What Is a Star?

The closest star to the Sun, Proxima Centauri is marked with a red circle, close to the bright stars Alpha Centauri A and B. Courtesy Skatebiker/Wikimedia Commons.

The stars surround us in space, visible from Earth at night scattered throughout the galaxy. Anyone can step out on a clear, dark night, and see them. They are the basis of the science of astronomy, which is the study of stars (and their galaxies). Stars play prominent roles in science fiction movies and TV shows and video games as backdrops for adventure tales. What are these twinkling points of light that seem to be arranged in patterns across the night sky?   

Stars in the Galaxy

There are thousands of them in your field of view (more if you're in a really dark sky viewing area), and millions beyond our view. All stars are very, very far away, except for the Sun. The rest are outside of our solar system. The closest one to us is called Proxima Centauri, and it lies 4.2 light-years away. 

As you gaze for awhile, you notice that some stars are brighter than others. Many also seem to have a faint color. Some look blue, others white, and still others faint yellow or reddish hues.

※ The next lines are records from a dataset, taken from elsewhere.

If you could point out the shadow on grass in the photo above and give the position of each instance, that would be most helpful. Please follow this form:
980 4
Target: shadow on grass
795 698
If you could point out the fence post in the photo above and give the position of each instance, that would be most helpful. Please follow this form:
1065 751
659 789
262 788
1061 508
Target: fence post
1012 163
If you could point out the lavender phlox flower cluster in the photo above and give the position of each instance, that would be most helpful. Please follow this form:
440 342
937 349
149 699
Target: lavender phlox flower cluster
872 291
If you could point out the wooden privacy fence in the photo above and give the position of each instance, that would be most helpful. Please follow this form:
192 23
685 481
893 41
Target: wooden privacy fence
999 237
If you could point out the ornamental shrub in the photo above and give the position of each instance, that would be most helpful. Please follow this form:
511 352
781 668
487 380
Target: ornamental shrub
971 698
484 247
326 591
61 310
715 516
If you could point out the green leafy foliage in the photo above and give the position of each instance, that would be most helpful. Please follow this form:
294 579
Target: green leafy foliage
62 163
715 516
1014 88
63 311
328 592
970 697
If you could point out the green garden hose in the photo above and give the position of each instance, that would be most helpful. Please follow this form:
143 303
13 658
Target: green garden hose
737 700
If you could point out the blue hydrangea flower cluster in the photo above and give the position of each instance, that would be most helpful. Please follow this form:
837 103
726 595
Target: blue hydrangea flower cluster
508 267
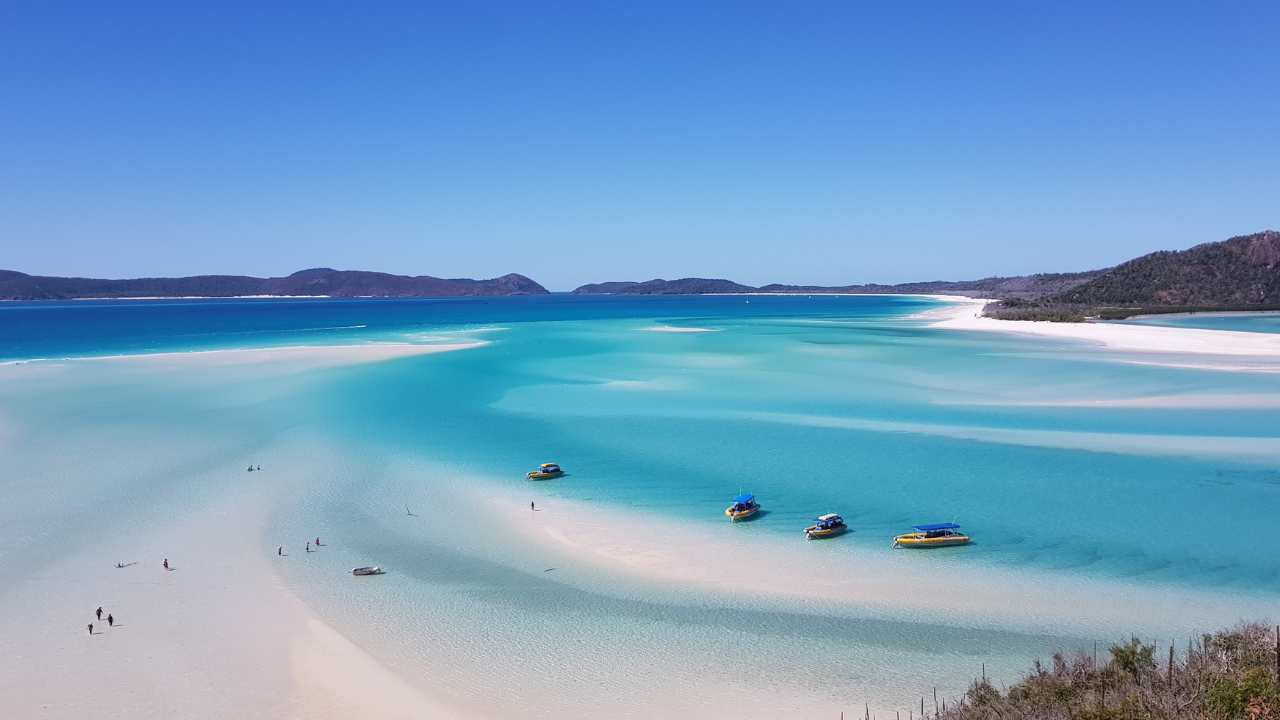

There are many different types of stars in the universe. 

The Sun is a Star

We bask in the light of a star — the Sun. It's different from the planets, which are very small in comparison to the Sun, and are usually made of rock (such as Earth and Mars) or cool gases (such as Jupiter and Saturn). By understanding how the Sun works, we can gain a deeper insight into how all stars work. Conversely, if we study many other stars throughout their lives, it's possible to figure out the future of our own star, too. 

How Stars Work

Like all other stars in the universe, the Sun is a huge, bright sphere of hot, glowing gas held together by its own gravity. It lives in the Milky Way Galaxy, along with approximately 400 billion other stars. They all work by the same basic principle:  they fuse atoms in their cores to make heat and light.  It's how a star works.

For the Sun, this means that atoms of hydrogen are slammed together under high heat and pressure and the result is a helium atom. The act of smashing them together releases heat and light. This process is called "stellar nucleosynthesis", and is the source of all the elements in the universe heavier than hydrogen and helium. That means that everything you see—and even you, yourself—is made of atoms of material made inside a star. 

How does a star do this "stellar nucleosynthesis" and not blow itself apart in the process?  The answer: hydrostatic equilibrium.  That means gravity of the star's mass (which pulls the gases inward) is balanced by the outward pressure of the heat and light—the radiation pressure—created by the nuclear fusion taking place in the core.

This fusion is a natural process and takes a tremendous amount of energy to initiate enough fusion reactions to balance the force of gravity in a star. A star's core needs to reach temperatures in excess of about 10 million Kelvin to start fusing hydrogen. Our Sun, for instance, has a core temperature around 15 million Kelvin.

A star that consumes hydrogen to form helium is called a "main-sequence" star. When it uses up all its hydrogen, the core contracts because the outward radiation pressure is no longer enough to balance the gravitational force. The core temperature rises (because it's being compressed) and helium atoms begin to fuse into carbon. The star becomes a red giant. 

How Stars Die

The next phase in the star's evolution depends on its mass. A low-mass star, like our Sun, has a different fate from stars with higher masses. It will blow off its outer layers, creating a planetary nebula with a white dwarf in the middle. Astronomers have studied many other stars that have undergone this process, which gives them greater insight into how the Sun will end its life a few billion years from now.

High-mass stars, however, are different from the Sun. They will explode as supernovae, blasting their elements to space. The best example of a supernova is the Crab Nebula, in Taurus. The core of the original star is left behind as the rest of its material is blasted to space. Eventually, the core could compress to become a neutron star or a black hole.

Stars Connect Us with the Cosmos

Stars are found in billions of galaxies across the universe. They are an important part of the evolution of the cosmos. That's because all those elements they form in their cores get returned to the cosmos when stars die. And, those elements ultimately combine to form new stars, planets, and even life! That's why astronomers often say that we are made of "star stuff".